# Unable to click on "I AGREE" for Auto Finance (due to the new dashboard s/w)



## Sami (Sep 8, 2014)

Unable to click on "I AGREE" for Auto Finance (due to the new dashboard s/w).


----------



## LAuberX (Jun 3, 2014)

Best problem to have, ever.

Uber Lease is a complete rip off.


----------



## Emmes (Aug 27, 2014)

EVERY LEASE IS A RIP OFF.


----------



## Sami (Sep 8, 2014)

Really? 
I thought the Unlimited Mileage was a plus. Also no credit check, just $1000 down and you get a new car.
So it is better to buy a car than leasing one through Uber affiliates?


----------



## Robert420 (Aug 30, 2014)

Sami said:


> Really?
> I thought the Unlimited Mileage was a plus.
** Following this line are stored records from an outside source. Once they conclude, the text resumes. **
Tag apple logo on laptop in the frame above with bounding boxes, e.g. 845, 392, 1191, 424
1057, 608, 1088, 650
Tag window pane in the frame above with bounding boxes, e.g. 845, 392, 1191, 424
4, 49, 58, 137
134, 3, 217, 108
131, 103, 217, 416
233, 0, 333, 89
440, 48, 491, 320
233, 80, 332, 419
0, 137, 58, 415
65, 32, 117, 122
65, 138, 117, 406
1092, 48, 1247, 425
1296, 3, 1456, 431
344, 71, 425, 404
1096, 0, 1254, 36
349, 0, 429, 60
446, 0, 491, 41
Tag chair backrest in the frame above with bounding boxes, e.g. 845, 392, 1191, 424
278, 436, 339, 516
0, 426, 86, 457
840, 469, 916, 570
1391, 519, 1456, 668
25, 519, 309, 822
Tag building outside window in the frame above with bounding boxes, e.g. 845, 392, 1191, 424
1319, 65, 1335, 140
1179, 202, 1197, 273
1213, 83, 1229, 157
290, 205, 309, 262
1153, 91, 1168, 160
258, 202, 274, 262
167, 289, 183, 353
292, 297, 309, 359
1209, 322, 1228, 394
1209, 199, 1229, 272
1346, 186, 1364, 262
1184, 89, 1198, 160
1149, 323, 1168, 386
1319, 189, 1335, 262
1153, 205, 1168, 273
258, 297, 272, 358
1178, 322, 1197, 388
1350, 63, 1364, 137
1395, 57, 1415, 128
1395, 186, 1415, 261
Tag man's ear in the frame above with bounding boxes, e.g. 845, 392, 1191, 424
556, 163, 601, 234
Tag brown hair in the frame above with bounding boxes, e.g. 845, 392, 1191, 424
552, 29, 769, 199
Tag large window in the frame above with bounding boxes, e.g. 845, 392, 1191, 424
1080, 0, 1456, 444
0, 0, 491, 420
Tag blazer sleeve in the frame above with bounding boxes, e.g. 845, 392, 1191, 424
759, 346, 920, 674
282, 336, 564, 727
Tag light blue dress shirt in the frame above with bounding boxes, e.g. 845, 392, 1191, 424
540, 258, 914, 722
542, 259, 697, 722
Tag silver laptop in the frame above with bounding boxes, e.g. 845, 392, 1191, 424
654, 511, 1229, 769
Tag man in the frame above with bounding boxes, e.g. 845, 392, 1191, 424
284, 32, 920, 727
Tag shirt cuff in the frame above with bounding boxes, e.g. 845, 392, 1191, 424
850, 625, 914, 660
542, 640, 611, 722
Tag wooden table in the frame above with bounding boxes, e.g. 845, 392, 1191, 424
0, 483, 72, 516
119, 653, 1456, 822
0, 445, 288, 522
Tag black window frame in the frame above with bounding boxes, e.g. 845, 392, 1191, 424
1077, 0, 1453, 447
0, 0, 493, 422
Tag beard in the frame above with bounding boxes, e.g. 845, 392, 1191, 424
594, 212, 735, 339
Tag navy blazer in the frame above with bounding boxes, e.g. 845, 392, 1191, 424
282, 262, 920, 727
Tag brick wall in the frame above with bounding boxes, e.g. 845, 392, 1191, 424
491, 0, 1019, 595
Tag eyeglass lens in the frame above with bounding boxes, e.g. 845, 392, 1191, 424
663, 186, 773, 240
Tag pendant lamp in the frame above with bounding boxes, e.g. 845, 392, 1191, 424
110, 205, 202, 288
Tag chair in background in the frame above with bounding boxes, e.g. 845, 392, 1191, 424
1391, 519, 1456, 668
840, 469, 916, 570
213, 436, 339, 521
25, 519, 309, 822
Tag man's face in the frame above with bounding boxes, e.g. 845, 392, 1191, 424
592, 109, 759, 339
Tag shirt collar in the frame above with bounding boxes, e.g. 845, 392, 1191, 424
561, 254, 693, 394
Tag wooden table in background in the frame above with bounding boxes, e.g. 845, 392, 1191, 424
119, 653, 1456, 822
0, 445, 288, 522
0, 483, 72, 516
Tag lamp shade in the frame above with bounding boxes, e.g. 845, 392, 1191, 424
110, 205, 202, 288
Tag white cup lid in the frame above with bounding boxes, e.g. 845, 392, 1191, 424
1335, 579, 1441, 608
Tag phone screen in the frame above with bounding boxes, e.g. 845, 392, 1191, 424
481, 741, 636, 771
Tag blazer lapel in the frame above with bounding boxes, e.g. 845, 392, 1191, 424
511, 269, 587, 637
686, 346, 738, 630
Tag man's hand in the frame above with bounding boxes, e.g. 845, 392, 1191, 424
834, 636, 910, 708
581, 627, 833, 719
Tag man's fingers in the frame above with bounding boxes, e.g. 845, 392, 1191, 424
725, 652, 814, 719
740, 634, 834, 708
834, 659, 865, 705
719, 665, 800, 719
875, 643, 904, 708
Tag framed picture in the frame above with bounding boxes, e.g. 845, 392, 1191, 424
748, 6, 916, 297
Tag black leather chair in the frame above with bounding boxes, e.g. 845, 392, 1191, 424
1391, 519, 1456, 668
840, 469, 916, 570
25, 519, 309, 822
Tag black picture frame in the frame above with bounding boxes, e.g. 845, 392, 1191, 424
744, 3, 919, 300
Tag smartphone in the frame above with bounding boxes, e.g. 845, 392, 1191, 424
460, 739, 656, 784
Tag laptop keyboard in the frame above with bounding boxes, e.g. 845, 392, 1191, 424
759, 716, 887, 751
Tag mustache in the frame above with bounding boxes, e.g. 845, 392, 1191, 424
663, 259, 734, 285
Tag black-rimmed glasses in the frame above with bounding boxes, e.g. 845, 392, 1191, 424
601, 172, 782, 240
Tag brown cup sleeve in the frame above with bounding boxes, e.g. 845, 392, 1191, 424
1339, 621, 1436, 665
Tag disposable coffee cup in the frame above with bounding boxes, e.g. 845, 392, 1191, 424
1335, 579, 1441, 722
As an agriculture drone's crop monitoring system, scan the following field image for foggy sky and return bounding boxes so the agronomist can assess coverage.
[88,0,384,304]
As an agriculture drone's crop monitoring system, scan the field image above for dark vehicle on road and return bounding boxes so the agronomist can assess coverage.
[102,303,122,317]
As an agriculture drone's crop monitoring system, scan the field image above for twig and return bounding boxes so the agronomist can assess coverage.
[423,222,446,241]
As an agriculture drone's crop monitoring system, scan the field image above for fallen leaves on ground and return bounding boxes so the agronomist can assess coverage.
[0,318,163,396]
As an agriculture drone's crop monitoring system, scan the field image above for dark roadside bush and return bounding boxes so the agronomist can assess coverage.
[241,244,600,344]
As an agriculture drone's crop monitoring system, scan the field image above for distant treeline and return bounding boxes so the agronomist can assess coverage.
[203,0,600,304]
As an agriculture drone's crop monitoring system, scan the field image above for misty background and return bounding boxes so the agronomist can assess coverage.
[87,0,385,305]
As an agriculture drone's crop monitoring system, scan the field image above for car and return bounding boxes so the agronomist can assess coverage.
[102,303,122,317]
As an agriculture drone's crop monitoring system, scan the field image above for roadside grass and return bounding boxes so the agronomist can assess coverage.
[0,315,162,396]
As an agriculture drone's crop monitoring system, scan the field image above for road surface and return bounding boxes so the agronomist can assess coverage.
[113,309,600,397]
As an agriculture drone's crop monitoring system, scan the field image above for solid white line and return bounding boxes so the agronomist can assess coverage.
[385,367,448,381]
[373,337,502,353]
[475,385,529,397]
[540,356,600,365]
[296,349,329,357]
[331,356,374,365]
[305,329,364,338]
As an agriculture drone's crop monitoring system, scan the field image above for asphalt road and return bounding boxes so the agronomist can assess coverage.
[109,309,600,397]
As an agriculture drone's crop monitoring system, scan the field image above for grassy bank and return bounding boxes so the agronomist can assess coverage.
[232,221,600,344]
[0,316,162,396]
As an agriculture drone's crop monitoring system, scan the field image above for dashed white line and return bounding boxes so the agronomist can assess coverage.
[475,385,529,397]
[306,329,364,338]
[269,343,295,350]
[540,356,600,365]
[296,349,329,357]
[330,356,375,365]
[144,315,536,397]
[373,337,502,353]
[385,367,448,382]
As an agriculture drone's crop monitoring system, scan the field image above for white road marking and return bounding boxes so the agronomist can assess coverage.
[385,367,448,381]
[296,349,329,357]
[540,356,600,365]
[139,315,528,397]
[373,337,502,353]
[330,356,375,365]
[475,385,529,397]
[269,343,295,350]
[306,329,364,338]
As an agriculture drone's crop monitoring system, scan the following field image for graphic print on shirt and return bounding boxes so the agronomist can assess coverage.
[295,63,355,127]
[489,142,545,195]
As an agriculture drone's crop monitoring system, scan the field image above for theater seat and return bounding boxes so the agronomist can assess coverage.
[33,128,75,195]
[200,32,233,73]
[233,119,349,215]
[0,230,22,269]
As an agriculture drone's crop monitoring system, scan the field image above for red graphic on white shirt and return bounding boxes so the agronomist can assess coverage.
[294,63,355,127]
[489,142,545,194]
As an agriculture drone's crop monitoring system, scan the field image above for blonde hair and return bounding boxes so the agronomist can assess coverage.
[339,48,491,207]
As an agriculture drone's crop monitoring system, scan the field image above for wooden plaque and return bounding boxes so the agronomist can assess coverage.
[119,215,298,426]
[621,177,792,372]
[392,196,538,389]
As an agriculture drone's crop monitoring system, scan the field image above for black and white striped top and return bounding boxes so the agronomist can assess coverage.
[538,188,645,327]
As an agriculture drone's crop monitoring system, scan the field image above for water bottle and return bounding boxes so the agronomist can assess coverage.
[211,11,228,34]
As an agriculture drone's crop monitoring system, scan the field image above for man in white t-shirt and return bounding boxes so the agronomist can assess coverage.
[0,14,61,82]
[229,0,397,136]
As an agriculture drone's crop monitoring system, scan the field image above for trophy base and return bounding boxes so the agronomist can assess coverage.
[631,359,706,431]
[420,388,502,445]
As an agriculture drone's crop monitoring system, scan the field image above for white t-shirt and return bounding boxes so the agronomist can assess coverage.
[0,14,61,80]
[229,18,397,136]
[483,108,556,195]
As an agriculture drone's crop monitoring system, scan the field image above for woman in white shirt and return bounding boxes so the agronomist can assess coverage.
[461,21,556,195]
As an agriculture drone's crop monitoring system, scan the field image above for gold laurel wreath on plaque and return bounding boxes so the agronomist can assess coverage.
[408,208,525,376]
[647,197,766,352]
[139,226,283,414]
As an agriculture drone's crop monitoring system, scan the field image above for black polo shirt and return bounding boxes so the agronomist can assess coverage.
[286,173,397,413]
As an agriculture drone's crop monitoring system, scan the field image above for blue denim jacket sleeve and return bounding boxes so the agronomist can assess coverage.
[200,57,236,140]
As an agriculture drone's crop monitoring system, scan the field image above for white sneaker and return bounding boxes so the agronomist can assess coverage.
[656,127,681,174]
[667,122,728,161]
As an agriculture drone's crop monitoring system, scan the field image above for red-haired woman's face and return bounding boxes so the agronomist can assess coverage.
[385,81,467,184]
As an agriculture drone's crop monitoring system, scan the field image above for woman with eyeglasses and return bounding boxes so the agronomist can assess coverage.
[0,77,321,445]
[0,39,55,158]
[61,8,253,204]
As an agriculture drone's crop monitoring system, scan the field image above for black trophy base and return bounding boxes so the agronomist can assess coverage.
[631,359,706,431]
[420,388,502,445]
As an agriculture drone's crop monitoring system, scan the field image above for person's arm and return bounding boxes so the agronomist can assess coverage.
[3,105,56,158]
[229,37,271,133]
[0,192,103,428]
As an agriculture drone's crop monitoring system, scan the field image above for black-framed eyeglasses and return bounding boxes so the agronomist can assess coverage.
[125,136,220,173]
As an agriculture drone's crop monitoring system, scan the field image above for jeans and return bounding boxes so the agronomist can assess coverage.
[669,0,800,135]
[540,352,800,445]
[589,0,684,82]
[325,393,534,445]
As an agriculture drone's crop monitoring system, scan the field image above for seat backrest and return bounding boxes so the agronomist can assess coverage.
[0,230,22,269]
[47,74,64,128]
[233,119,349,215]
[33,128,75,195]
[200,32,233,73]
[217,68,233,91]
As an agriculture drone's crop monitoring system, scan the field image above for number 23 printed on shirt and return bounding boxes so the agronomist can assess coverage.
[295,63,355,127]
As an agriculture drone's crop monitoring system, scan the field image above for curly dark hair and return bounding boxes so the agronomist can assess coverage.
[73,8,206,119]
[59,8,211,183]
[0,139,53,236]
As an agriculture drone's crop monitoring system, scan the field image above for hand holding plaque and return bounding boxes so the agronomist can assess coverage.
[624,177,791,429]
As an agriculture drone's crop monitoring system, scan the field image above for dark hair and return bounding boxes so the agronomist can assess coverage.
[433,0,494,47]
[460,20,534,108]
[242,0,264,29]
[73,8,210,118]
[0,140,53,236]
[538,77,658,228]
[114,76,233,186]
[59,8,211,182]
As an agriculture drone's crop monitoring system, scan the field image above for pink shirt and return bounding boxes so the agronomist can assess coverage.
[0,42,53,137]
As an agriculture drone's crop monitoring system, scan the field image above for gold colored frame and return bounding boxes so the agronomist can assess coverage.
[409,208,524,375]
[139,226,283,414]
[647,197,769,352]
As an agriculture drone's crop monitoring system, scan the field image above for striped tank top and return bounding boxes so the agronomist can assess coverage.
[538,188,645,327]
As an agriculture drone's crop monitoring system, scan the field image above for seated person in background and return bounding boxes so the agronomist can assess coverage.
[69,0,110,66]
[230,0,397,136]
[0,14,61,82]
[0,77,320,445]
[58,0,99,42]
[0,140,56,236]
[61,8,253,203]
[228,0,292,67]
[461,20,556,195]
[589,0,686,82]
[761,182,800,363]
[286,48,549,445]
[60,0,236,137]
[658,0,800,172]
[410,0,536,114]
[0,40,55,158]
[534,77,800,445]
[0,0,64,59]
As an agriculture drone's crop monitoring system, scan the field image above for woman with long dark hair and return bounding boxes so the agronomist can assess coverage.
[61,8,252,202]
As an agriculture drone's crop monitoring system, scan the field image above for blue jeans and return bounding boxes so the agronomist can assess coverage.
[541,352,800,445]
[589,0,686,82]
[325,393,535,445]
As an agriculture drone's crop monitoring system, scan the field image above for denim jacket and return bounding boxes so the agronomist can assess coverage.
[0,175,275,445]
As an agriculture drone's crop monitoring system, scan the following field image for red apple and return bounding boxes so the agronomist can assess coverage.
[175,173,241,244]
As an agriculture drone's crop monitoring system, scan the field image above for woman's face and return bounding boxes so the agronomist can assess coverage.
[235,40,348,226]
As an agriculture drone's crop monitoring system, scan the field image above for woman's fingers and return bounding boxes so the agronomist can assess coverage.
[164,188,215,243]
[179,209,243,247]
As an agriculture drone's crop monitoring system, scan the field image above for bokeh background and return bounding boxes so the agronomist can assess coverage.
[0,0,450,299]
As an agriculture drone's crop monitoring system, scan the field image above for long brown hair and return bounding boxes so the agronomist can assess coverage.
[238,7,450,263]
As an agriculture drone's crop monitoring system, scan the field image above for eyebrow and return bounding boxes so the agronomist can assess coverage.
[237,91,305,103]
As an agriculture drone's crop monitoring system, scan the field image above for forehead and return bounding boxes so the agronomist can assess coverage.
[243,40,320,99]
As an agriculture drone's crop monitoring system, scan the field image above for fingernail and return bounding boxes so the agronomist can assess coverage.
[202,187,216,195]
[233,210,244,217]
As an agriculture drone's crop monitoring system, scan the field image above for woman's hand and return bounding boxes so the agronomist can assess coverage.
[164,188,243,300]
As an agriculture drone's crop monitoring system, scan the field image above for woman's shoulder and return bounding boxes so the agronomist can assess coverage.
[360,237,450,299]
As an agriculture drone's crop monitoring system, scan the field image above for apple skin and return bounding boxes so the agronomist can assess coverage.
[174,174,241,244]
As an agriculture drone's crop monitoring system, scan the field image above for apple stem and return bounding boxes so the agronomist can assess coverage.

Also no credit check, just $1000 down and you get a new car.
> So it is better to buy a car than leasing one through Uber affiliates?


You might wanted read the forum there someone on here already having issues with there Uber Lease vehicle.


----------



## Emmes (Aug 27, 2014)

No credit check is another bad deal. Their intent is to bait you with bells and whistles then make it to where tour entire weekly paycheck goes toward the car payment. 

Hope you can live in that car .. you might have to.


----------



## Sami (Sep 8, 2014)

Thanks. I will look into it. If you already have a link, please share.
My car has reached the max miles(a lease car... I put 5k miles a month on the car!) and have to get a new car soon. 
I was thinking to get into UberBlack since UberX does not make sense, unless one is happy with less than California minimum wage.


----------



## Moofish (Jun 13, 2014)

If you realllllly need a car and have horrible credit and can afford the high payments, then maybe, but don't count on Uber being able to make enough money to cover the payments and have anything left over, if you have the credit then save for a bit of a down payment and purchase a car.


----------



## Sami (Sep 8, 2014)

Thanks for the info. I think I go ahead an purchase a car since I do have a good credit. 
I will try to stay away from Toyota Prius!
MPG is not the main goal, but a comfortable car that I can drive for hours per day.


----------



## Worcester Sauce (Aug 20, 2014)

Sami said:


> Really?
> I thought the Unlimited Mileage was a plus. Also no credit check, just $1000 down and you get a new car.
> So it is better to buy a car than leasing one through Uber affiliates?


RUN !!!!! Read this forum!!!


----------



## Worcester Sauce (Aug 20, 2014)

Sami said:


> Thanks for the info. I think I go ahead an purchase a car since I do have a good credit.
> I will try to stay away from Toyota Prius!
> MPG is not the main goal, but a comfortable car that I can drive for hours per day.


DO NOT purchase ANY car for this gig....DO NOT.


----------



## Worcester Sauce (Aug 20, 2014)

Emmes said:


> No credit check is another bad deal. Their intent is to bait you with bells and whistles then make it to where tour entire weekly paycheck goes toward the car payment.
> 
> Hope you can live in that car .. you might have to.


You WILL have to live in that car.


----------



## Emmes (Aug 27, 2014)

Most people who ask for advice rarely take it. lol They've already made up their minds, they just wanted someone to agree with them, but it doesn't matter if they don't. Maybe your experience (Sami) will be better than 100% of the others who've done it. Best of luck.


----------